The Christian story starts off briskly in St. Matthew's account with a place and a date: "When Jesus was born in Bethlehem of Judea in the days of Herod the King." St. Luke ... pins the thing down to a piece of government finance. God, he says, was made man in the year when Caesar Augustus was taking a census.... About thirty-three years later (we are informed) God was executed, for being a political nuisance....
Possibly we might prefer not to take this tale too seriously -- there are disquieting points about it. Here we had a man of Divine character walking and talking among us -- and what did we find to do with Him? ....We bribed one of His friends to hand Him over quietly to the police, and we tried Him on a rather vague charge of creating a disturbance, and had Him publicly flogged and hanged on the common gallows....

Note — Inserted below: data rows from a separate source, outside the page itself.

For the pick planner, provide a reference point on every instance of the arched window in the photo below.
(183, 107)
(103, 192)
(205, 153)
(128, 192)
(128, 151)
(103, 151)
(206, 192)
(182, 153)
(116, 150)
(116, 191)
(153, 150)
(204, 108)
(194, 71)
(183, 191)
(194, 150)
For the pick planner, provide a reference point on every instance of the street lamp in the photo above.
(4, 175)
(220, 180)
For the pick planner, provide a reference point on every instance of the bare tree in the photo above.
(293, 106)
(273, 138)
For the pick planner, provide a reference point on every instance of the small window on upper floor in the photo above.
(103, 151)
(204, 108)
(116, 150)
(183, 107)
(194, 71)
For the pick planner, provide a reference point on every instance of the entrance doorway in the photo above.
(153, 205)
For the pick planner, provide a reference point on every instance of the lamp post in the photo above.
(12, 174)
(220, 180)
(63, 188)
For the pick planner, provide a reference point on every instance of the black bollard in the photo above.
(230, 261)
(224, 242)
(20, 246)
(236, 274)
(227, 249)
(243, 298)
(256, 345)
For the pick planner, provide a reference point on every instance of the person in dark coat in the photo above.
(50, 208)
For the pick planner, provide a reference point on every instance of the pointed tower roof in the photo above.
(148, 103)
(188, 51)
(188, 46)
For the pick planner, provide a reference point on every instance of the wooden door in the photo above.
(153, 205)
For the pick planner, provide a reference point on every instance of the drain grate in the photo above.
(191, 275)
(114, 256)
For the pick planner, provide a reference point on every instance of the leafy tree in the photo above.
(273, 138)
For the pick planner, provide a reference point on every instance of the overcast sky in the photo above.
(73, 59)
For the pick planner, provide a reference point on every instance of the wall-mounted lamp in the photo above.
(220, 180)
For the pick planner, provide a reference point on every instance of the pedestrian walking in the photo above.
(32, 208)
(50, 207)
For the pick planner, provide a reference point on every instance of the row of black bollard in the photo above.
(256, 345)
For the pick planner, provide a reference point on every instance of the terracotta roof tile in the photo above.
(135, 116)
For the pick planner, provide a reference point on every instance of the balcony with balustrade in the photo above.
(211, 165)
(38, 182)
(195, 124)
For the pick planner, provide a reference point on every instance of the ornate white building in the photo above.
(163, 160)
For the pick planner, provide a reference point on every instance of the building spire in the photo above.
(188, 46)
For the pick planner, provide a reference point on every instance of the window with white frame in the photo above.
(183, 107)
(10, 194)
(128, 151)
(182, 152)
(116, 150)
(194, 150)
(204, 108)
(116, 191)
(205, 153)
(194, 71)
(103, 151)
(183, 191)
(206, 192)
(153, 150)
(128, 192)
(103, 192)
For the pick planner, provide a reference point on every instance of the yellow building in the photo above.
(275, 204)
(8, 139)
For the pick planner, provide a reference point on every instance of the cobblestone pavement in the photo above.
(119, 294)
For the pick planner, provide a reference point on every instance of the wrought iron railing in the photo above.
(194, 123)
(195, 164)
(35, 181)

So there we have the outline of the official story -- the tale of the time when God was the underdog and got beaten, when He submitted to the conditions He had laid down, and became a man like the men He had made, and the men He had made broke Him and killed Him. This is the dogma we find so dull -- this terrifying drama of which God is the victim and hero.
It is the dogma that is the drama -- not beautiful phrases, nor comforting sentiments, nor vague aspirations to loving-kindness and uplift, nor the promise of something nice after death -- but the terrifying assertion that the same God who made the world lived in the world and passed through the grave and gate of death.
Of course the story doesn't end there....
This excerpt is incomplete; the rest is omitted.